Figure 2: Paracrine signaling pathway resulting in nerve regeneration in the PNS. (A) The hMDSPCs secrete fibroblast growth factors (pink). The FGF then interact with the host cells (purple) located at the site of injury. (B) Host cells differentiate into Schwann cells (red). (C) Schwann cells proliferate. (D) Regeneration of the myelin surrounding the axon of nerve cells.
The Lavasani et al. study is causing some serious waves in the MS community. The approach used in this paper was on an acute nerve injury, however, shows potential for the rehabilitation in chronic diseases as well! It would be interesting to see the effects that hMDSPCs have on mice with an induced form of MS (EAE). The hope is that if these stems cells are capable of differentiating into Schwann cells when transplanted into the PNS, they will be capable of differentiating into oligodendrocytes when transplanted into the CNS. Oligodendrocytes are also glial cells responsible for the regeneration of myelin, but this time in the central nervous system. Therefore, oligodendrocytes would be directly involved in the nerve repair that is needed in order to reverse the damaged seen within the CNS of MS patients and EAE mice. If hMDSPC transplantation results in nerve regeneration within the CNS of these EAE mice, a potential treatment for MS in humans could be the injection of these stems cells into their central nervous system through the cerebrospinal fluid!

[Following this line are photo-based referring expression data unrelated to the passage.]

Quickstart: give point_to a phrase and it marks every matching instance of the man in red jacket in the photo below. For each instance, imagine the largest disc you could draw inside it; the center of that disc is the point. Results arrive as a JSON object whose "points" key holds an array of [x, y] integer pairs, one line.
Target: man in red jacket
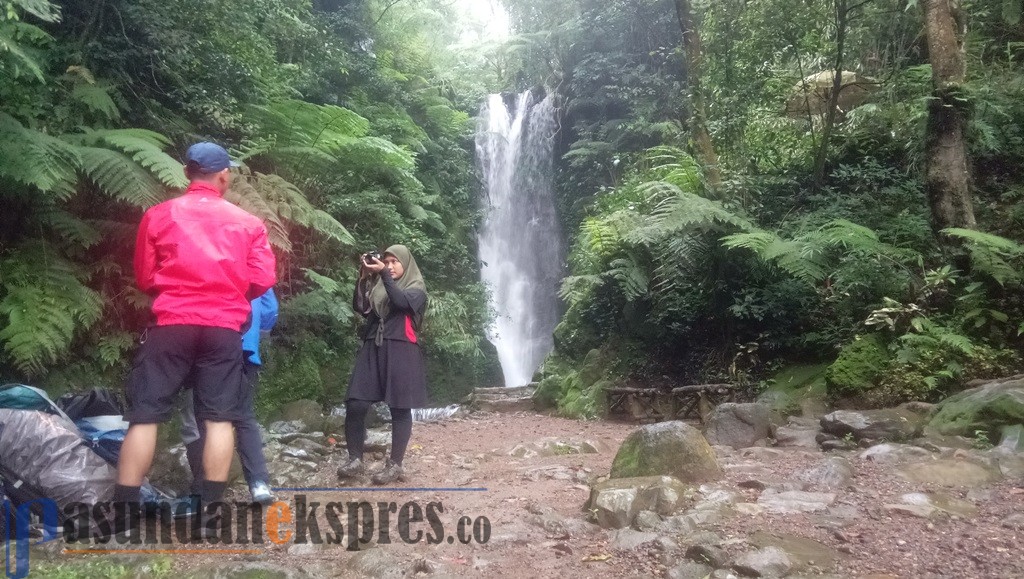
{"points": [[202, 259]]}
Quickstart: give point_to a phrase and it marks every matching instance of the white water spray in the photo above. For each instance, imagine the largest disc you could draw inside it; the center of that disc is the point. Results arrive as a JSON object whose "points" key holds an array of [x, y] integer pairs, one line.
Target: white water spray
{"points": [[520, 242]]}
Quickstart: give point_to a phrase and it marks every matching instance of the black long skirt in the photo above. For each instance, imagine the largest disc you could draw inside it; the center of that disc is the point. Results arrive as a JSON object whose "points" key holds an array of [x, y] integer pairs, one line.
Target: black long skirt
{"points": [[393, 372]]}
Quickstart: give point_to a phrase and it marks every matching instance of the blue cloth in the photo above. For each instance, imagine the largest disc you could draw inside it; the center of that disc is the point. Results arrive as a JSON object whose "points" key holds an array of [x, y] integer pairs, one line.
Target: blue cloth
{"points": [[263, 318]]}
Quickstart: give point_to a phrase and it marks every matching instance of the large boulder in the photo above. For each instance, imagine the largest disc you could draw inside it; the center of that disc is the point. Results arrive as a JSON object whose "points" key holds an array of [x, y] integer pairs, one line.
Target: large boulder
{"points": [[737, 425], [876, 425], [858, 367], [615, 503], [673, 449], [988, 408]]}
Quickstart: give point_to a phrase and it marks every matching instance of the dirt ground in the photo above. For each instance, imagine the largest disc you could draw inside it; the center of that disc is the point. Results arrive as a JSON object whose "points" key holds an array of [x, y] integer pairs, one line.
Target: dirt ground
{"points": [[534, 505]]}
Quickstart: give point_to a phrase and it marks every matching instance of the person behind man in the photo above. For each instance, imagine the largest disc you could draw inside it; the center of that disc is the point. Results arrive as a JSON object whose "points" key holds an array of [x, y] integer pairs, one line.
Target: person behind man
{"points": [[202, 259], [247, 432]]}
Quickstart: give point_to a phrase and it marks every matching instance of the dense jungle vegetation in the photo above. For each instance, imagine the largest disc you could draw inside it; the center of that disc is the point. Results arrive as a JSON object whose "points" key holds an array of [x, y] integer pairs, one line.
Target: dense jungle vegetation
{"points": [[744, 184]]}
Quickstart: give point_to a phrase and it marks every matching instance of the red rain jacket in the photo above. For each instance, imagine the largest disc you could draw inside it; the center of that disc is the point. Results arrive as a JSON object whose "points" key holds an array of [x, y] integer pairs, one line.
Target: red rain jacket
{"points": [[202, 258]]}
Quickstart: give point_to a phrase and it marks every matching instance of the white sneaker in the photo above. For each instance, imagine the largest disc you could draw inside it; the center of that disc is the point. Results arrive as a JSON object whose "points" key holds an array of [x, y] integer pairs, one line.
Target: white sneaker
{"points": [[261, 492]]}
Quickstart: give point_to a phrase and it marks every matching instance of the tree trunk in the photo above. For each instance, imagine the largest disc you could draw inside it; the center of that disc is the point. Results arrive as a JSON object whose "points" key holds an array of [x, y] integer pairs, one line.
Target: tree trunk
{"points": [[946, 170], [821, 156], [698, 118]]}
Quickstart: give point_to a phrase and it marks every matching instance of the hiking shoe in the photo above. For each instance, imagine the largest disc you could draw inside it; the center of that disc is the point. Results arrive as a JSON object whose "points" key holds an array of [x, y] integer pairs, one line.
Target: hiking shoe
{"points": [[351, 468], [260, 492], [391, 472]]}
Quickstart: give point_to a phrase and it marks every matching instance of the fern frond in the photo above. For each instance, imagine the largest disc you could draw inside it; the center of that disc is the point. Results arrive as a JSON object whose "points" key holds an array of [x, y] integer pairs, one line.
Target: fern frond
{"points": [[36, 159], [990, 254], [45, 305], [146, 149], [118, 176], [42, 9], [990, 241], [323, 282], [72, 228], [682, 211], [631, 277]]}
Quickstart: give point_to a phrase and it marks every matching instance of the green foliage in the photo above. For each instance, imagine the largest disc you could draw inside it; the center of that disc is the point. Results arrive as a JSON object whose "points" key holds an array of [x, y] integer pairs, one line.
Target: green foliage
{"points": [[45, 304]]}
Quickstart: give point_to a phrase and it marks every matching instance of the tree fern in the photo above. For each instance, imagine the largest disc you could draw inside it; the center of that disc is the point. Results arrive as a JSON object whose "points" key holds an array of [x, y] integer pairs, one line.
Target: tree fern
{"points": [[677, 211], [327, 298], [276, 201], [45, 305], [991, 254], [36, 159], [115, 174], [97, 98], [146, 149]]}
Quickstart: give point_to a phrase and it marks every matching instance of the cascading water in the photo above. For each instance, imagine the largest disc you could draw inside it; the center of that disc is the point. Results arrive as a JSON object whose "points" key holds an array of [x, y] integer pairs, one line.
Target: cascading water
{"points": [[520, 243]]}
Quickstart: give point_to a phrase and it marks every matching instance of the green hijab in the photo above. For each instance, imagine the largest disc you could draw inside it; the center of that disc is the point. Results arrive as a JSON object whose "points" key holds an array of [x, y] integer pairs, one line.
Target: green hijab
{"points": [[411, 279]]}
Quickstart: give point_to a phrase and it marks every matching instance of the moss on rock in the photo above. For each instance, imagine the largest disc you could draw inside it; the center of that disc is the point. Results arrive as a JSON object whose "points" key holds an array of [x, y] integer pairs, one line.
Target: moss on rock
{"points": [[988, 408], [858, 367]]}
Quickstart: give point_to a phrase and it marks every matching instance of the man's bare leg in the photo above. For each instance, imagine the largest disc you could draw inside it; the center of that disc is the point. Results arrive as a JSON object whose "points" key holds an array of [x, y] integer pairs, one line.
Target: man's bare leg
{"points": [[217, 450], [136, 454]]}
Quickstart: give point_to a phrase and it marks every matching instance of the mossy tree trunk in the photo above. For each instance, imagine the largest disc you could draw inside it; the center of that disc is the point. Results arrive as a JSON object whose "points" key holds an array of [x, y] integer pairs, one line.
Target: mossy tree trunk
{"points": [[946, 169], [698, 118]]}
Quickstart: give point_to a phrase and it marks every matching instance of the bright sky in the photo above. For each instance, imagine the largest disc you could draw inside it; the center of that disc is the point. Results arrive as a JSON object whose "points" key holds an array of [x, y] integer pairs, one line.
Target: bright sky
{"points": [[486, 18]]}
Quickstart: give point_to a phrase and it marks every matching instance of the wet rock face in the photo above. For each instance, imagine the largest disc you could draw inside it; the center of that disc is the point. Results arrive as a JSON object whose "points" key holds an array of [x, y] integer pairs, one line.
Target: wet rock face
{"points": [[615, 503], [988, 408], [876, 425], [737, 425], [673, 449]]}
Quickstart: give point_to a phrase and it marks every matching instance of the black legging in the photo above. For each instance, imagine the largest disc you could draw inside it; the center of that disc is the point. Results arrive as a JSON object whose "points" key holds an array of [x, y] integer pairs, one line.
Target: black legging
{"points": [[355, 428]]}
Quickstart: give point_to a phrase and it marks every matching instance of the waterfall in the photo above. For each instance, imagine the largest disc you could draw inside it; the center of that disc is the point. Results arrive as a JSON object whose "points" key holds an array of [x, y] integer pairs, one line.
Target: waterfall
{"points": [[520, 244]]}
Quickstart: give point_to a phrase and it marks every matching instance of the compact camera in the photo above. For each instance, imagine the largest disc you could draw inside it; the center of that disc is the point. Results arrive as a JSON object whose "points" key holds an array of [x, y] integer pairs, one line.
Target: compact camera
{"points": [[369, 256]]}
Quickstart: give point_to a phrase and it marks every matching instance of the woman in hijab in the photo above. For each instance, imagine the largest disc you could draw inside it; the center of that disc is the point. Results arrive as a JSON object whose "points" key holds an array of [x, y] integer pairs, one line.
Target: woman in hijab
{"points": [[389, 367]]}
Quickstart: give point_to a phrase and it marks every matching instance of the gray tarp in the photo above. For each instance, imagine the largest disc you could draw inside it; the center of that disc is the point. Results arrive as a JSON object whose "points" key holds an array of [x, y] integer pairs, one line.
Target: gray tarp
{"points": [[46, 454]]}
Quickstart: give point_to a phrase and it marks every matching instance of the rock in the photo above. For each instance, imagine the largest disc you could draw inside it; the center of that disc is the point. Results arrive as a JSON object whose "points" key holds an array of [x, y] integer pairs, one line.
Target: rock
{"points": [[556, 447], [769, 562], [376, 563], [241, 570], [334, 424], [616, 502], [309, 447], [1012, 440], [308, 411], [1012, 465], [941, 502], [795, 501], [673, 449], [833, 473], [949, 472], [988, 407], [647, 521], [555, 524], [892, 453], [708, 554], [377, 441], [287, 427], [518, 399], [796, 437], [737, 425], [688, 570], [802, 551], [1014, 522], [628, 539], [886, 424]]}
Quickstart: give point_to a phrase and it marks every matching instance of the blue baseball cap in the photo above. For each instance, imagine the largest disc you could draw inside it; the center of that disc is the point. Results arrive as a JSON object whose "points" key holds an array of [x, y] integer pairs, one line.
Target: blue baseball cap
{"points": [[209, 158]]}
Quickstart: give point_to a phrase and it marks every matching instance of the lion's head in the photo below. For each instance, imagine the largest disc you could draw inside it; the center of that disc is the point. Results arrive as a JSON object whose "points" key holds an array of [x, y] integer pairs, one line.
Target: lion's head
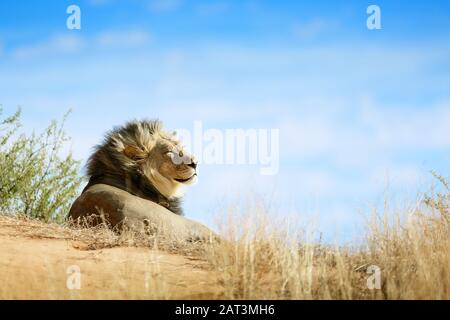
{"points": [[140, 155]]}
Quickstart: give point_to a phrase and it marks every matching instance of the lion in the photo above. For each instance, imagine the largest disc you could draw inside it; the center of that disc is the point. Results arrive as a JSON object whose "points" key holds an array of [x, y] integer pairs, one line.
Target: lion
{"points": [[135, 177]]}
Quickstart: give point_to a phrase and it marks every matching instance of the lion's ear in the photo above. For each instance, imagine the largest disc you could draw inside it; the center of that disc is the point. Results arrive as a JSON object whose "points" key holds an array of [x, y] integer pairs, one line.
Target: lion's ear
{"points": [[133, 152]]}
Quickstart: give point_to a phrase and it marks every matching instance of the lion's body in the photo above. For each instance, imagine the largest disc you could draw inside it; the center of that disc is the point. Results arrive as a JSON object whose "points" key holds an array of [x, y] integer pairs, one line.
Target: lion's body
{"points": [[135, 175]]}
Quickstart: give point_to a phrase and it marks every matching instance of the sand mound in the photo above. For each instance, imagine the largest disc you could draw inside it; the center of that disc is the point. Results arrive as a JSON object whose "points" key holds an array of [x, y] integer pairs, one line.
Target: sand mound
{"points": [[41, 261]]}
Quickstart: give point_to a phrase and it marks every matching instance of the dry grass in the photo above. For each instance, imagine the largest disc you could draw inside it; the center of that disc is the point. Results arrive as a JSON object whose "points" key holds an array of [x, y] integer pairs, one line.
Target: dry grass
{"points": [[261, 261]]}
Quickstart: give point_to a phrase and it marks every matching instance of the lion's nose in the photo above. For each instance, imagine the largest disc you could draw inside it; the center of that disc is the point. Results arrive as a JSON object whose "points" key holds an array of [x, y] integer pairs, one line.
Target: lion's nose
{"points": [[193, 164]]}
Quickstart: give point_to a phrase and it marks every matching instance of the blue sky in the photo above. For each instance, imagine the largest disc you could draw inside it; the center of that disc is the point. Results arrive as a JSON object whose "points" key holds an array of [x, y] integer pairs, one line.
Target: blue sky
{"points": [[355, 107]]}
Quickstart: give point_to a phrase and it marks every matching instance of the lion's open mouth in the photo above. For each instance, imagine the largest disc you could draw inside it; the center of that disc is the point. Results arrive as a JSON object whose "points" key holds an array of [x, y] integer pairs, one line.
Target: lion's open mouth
{"points": [[186, 180]]}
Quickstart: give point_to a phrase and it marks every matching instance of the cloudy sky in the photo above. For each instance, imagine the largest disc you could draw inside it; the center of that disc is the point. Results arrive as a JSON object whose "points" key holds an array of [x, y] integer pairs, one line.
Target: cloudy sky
{"points": [[356, 109]]}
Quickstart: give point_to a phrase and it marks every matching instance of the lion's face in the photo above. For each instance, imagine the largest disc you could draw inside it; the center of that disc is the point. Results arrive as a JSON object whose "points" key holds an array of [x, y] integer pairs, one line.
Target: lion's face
{"points": [[160, 158], [172, 161]]}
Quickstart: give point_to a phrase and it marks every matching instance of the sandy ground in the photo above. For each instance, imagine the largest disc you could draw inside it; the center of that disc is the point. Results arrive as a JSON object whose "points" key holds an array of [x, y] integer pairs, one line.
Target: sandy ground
{"points": [[37, 265]]}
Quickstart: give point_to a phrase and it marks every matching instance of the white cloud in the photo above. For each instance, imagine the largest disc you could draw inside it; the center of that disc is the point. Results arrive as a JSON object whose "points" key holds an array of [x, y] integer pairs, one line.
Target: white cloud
{"points": [[98, 3], [426, 127], [67, 44], [313, 28], [164, 5], [212, 8], [73, 44], [129, 38]]}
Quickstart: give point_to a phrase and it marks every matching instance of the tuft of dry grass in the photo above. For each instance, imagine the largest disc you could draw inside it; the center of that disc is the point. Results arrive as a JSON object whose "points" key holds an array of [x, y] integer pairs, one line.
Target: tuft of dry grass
{"points": [[410, 251], [259, 260]]}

The advancements made in this study have massive potential for the future of all demyelinating diseases, including MS. Research looking into the effects that hMDSPCs have on various demyelinating diseases is ongoing, but hopefully this paper will lead to some pretty amazing treatments for the future. Could hMDSPC transplants be the first treatment established that could effectively reverse the damage caused in the CNS of MS patients? Clearly, more research is needed in order to answer this question, BUT Lavasani and her team have provided enough evidence to get that ball rolling!